I reanalyzed the word-position effect because the current dataset has very short SOA word presentation: each word appears every 360 ms. Under this timing, responses to adjacent words overlap heavily, so the conventional ERP pipeline may not work well. In particular, local baseline correction and fixed-window mean amplitude analysis may estimate a contaminated signal rather than a clean current-word N400 effect.
To address this, I built a time-lagged deconvolution-style regression model for Words 1–7. I excluded later/final words because some trials do not contain them, and final words are tied to the original experimental manipulation. The current model uses two predictors: an intercept/repeated-response predictor and a log-transformed word-position predictor. The log transform is used because the word-position effect appears nonlinear, with larger changes across early positions than later positions.
Because the time-lagged design matrix is highly overlapping and potentially ill-conditioned, I checked rank and condition number, then used Ridge regression instead of plain OLS. I then compared two models:
- intercept-only lagged model
- intercept + log-word-position lagged model
Using nested cross-validation, the full model improved held-out reconstruction relative to the intercept-only model across all ROI channels (centro-parietal). This suggests that log-transformed word position adds systematic explanatory/predictive structure beyond the repeated-response model.
However, the coefficient-level interpretation is more cautious. When extracting the log-position beta in the N400 window, the expected positive direction was clearest at CZ and suggestive at CPZ, but not robust across all channels after correction. So the model-comparison result is stronger than the claim that every ROI channel shows a clean N400-window beta effect.

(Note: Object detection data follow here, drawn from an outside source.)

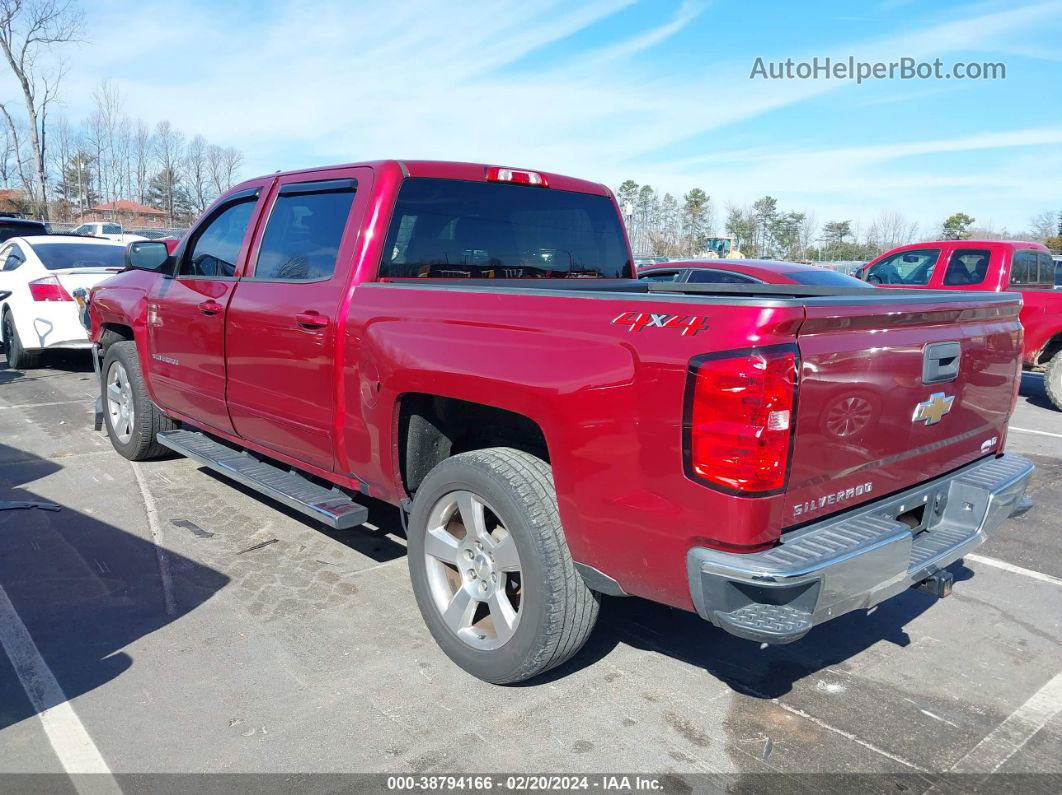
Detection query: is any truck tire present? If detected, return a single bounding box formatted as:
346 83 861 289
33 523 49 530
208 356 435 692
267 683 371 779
3 310 40 370
101 340 176 461
1044 350 1062 411
408 447 599 685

The reconstructed EEG from the fitted model looks plausible and shows repeated overlapping responses across Words 1–7. This supports the sanity of the deconvolution setup, but the reconstruction itself should not be overinterpreted as proof of a specific N400 effect.

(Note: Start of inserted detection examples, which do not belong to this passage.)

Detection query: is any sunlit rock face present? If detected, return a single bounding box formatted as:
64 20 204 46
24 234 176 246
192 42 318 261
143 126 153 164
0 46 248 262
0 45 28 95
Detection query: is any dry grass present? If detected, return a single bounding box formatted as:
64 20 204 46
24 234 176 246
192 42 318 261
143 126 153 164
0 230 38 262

Overall, the current conclusion is:
The conventional baseline-corrected mean-amplitude ERP pipeline may be inappropriate for this short-SOA dataset because component overlap is severe. A time-lagged Ridge deconvolution model provides a more explicit and defensible way to test whether word-position structure is recoverable.
Next steps:
- compare preprocessing choices, especially deterministic-only preprocessing vs rule-based VEOG ICA;
- test whether the same pipeline generalizes to the two other lab datasets with longer 550 ms SOAs;
- compare the deconvolution results against the conventional baseline-corrected mean-amplitude pipeline.